Director Arthur Lubin’s 1946 in name-only sequel film The Spider Woman Strikes Back sees Gale Sondergaard re-creating her popular role from 1944’s The Spider Woman (aka Sherlock Holmes and the Spider Woman). But there the resemblance ends. This horror thriller follow-up has no relation to The Spider Woman, with Sondergaard playing a completely different character, though it is a similar role.
In The Spider Woman, Sondergaard’s character is named Adrea Spedding but this time it is Zenobia Dollard.

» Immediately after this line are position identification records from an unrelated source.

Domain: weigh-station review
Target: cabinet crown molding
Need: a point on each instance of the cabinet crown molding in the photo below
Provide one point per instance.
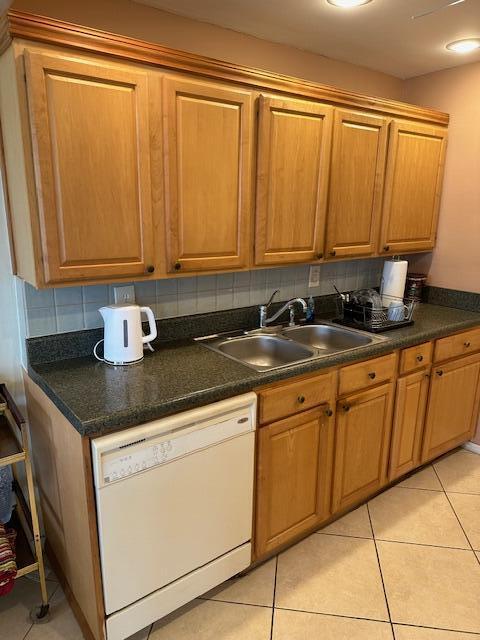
(28, 26)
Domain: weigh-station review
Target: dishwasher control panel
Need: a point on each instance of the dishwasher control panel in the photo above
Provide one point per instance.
(128, 463)
(143, 451)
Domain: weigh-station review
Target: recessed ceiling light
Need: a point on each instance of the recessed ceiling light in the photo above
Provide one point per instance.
(464, 46)
(348, 4)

Brenda Joyce co-stars as Jean Kingsley, who soon pays for her foolishness in asking the apparently blind spooky old Zenobia Dollard (Sondergaard) for a job in a remote country house. She goes to work as live-in caretaker for the woman. First she’s nearly scared out of her wits by deaf-mute Mario the Monster Man (Rondo Hatton). Then she is drugged so that Sondergaard’s Zenobia can experiment on her insects at night. Zenobia drains some blood from her every night to feed her strange plants.
There is an eerie atmosphere and a few shocks though no real surprises in Eric Taylor’s exotic original screenplay. The film remains amusing though, thanks to the menacing Sondergaard, the Universal studio’s careful production, and Arthur Lubin’s painstaking direction.

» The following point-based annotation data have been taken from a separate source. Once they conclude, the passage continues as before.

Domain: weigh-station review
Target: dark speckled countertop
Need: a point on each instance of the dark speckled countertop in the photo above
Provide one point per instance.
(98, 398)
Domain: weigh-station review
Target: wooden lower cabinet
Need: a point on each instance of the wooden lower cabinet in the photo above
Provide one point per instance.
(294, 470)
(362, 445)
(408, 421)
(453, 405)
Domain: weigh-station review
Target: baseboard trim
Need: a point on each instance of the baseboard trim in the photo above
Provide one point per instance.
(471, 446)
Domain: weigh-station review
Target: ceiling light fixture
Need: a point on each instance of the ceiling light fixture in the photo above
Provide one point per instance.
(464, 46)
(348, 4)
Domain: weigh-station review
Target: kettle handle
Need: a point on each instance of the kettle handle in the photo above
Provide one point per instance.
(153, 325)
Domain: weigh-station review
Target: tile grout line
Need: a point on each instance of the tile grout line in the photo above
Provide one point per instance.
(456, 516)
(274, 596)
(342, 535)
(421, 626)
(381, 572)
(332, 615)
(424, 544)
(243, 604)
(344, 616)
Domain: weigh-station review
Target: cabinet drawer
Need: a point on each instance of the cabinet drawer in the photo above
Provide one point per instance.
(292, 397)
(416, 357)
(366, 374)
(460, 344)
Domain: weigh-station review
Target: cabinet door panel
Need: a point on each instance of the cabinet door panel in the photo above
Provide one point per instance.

Also in the cast are Milburn Stone, Kirby Grant, Hobart Cavanaugh, Norman Leavitt, Tom Daly and Lois Austin.
It has a running time of just 59 minutes. It was released on March 22, 1946.
It was intended by Universal to be the first in a series of films featuring The Spider Woman, like their Dracula and Frankenstein series, and was the second time they spun off a horror series from a character in their Sherlock Holmes movies, the first being The Creeper (also Rondo Hatton) from The Pearl of Death in the 1946 horror film House of Horrors, released on 22 February 1946.
The cast are Gale Sondergaard as Zenobia Dollard, Brenda Joyce as Jean Kingsley, Kirby Grant as Hal Wentley, Milburn Stone as Mr Moore, Rondo Hatton as Mario the Monster Man, Hobart Cavanaugh as Bill Stapleton, Tom Daly as Sam Julian, Norman Leavitt as Tom, Guy Beach as Cal, and Horace Murphy as Angry Older Rancher.
Ruth Robinson, Adda Gleason, Lois Austin, and Eula Guy had their roles cut from the release.
Brenda Joyce (February 25, 1917 – July 4, 2009) went on to be Tarzan’s mate Jane in five movies, starting with Tarzan and the Amazons (1945) and ending with Tarzan’s Magic Fountain (1949), after which she quit films.
Gale Sondergaard was married to director Herbert Biberman, and supported him when he was accused of communism and named as one of the Hollywood Ten in the early 1950s. She moved with Biberman to New York City and worked in theatre.